Beside the two sensors (red and blue lines in pictures) I have also added another Arduino mini pro that just uses a single sensor to send environment data from inside my house (green line in next picture). So in total,we receive RF messages from three sensors, two in orchard and one inside the house.

We explain now a little what each part does in the project.

• A couple of Bosch BME-280
• A BME-280 and a thermistor (calibrated thermistor for better accuracy) with an ADS1115 ADC chip to measure thermistor voltage.

With two sensors, we can measure air and soil temperature. I'm now measuring soil temperature at 60cm below ground. (Why?...Because of curiosity....What's the phase delay between a peak in temperature at ground level and 60cm below it?.Will average temperature at that depth slowly increase due to global warming?...not in the three years I'm been watching...)
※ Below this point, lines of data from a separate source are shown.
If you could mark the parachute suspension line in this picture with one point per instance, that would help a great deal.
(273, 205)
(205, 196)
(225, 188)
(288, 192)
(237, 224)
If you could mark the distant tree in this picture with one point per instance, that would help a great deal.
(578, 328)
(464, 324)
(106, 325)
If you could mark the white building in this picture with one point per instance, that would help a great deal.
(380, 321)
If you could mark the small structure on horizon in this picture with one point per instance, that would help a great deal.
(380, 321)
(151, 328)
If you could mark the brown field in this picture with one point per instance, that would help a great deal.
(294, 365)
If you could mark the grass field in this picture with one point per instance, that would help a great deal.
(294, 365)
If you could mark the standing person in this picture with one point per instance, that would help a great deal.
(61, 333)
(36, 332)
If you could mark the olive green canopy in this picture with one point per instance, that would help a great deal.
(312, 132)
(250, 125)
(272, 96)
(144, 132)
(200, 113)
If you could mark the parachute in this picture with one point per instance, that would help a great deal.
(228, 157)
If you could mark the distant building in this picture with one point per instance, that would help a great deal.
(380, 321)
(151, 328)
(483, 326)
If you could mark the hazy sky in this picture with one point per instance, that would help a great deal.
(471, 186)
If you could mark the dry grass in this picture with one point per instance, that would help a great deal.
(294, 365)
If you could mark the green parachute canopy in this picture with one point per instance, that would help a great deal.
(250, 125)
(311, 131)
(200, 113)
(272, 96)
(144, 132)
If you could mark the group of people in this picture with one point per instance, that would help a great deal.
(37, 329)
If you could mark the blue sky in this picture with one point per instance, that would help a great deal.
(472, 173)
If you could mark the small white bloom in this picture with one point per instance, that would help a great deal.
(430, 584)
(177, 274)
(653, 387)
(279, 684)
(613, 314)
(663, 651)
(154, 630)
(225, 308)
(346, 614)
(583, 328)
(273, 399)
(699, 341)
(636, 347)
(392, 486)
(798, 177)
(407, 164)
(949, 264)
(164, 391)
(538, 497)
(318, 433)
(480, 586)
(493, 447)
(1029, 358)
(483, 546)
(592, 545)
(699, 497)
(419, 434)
Sensors board is powered by a solar panel (2.5W 5V/500mAh) that feeds a LiPo battery, and loads during day and discharges during night. This is controlled by a MCP78371 chip. Being powered by battery, is important to monitor battery voltage, so sensors board in the orchard has a power saving mechanism based on its own voltage monitoring. If voltage drops below some levels, it will transmit data less often to save battery charge.
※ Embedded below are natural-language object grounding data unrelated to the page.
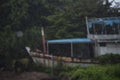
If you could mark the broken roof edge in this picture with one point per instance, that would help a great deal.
(72, 40)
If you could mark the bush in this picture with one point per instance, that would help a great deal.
(109, 59)
(106, 72)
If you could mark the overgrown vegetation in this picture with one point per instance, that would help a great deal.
(106, 72)
(109, 58)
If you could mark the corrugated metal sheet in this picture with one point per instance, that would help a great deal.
(73, 40)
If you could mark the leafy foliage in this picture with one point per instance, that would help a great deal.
(60, 18)
(93, 73)
(109, 58)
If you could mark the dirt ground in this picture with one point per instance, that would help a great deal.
(24, 76)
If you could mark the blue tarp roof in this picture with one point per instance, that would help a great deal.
(73, 40)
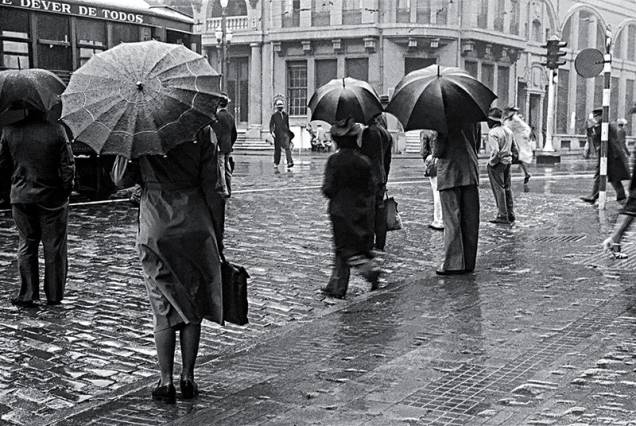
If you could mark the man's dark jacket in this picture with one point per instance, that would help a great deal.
(617, 155)
(39, 159)
(225, 130)
(279, 126)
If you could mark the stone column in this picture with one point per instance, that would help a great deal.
(256, 89)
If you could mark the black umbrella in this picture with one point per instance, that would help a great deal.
(344, 97)
(432, 97)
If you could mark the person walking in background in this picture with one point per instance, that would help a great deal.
(499, 143)
(624, 220)
(38, 156)
(225, 129)
(279, 128)
(351, 189)
(457, 183)
(375, 139)
(178, 250)
(521, 132)
(617, 169)
(429, 138)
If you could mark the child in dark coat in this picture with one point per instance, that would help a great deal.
(350, 187)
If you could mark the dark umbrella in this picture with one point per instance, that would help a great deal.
(343, 97)
(30, 88)
(140, 98)
(434, 96)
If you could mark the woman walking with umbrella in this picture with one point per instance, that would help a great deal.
(165, 102)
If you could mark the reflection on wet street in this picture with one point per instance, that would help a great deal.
(541, 333)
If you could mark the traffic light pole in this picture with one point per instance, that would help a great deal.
(554, 80)
(607, 75)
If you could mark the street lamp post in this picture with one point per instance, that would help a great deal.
(223, 38)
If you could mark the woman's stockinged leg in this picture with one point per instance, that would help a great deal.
(189, 338)
(165, 342)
Battery capacity is 150mA or 350mA and sensor data is sent via RF in 433Mhz band. During day, measurements are sent each minute. During night, in winter, voltage monitoring sensor board enters in power save mode sending messages each 3 min.

This is enough to keep this level all night with no problem (and even some days if no solar power is present). In case voltage decreases even more (very unusual), messages are sent each 10min, and even each 30min. This state can be mantained for much more than a week.
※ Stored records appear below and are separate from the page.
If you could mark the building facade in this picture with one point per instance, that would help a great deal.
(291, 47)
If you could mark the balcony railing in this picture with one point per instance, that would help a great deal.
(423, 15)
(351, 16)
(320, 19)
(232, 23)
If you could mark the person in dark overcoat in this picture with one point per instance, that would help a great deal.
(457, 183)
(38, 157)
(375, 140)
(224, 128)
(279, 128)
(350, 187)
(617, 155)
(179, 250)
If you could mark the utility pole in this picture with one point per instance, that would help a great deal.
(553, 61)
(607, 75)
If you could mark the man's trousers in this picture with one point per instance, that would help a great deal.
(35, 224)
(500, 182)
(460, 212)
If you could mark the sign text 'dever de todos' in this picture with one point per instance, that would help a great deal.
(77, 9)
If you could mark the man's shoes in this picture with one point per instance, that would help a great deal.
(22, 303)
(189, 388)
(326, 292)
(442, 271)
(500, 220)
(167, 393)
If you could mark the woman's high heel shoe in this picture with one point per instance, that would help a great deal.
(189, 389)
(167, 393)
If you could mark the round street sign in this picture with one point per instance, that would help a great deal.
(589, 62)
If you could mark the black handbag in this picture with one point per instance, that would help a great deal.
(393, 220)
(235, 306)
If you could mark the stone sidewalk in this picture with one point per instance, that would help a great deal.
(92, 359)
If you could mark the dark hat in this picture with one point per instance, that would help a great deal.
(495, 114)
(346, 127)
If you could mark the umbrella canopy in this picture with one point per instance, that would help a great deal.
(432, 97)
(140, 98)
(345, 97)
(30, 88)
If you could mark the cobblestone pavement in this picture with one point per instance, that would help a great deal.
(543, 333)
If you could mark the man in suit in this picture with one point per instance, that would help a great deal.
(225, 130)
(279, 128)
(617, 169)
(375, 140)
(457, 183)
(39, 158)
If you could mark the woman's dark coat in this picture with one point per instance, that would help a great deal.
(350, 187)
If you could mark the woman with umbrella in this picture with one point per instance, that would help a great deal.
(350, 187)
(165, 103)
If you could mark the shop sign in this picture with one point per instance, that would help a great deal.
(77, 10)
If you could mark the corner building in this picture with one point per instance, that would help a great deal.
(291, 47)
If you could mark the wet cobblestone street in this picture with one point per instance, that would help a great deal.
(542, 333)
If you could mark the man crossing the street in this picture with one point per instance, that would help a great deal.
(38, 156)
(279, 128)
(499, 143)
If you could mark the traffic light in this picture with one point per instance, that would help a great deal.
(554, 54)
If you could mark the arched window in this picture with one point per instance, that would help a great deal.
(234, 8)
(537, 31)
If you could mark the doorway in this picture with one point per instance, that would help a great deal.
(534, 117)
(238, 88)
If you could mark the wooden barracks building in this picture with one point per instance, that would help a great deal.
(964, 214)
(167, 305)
Measured current consuptiom in sleep state is about 180uA for the two BME280 sensors board version. For thermistor version, raises to 700uA (and i'm trying to reduce that).When board wakes up each minute and measures and sends RF data, current jumps to 8mA for 5 seconds or so. Thermistor constant current used to do accurate measurments is produced by a typical LM334 current source, soon to be replaced for the REF200U chip, with lower temperature drift.

Water control devices are:

• A solenoid valve revamped from an old water irrigation timer, like this
• A DC dual H-Bridge motor controller driver board, based on MX1616 controller, to command the valve.
• A Hall effect water flowmeter, that provides pulses that are counted by ESP as interrupts per time interval.

The ESP server receives RF data using typical superheterodyne SRX882 chip. Each RF sensor sends messages with an identifier, and using that he knows how to parse its data (packed as a 32bit long type) and its origin (house or orchard).

Server box is placed outside, up in one wall of my house where WiFi access is feasible, so it can open a session in ThingerIO cloud. It's inside a plastic box and feeded by a little 220V to 3.3V converter. Is attached to a six wire cable that receives the cables for solenoid valve and waterflow meter (red lines in picture above).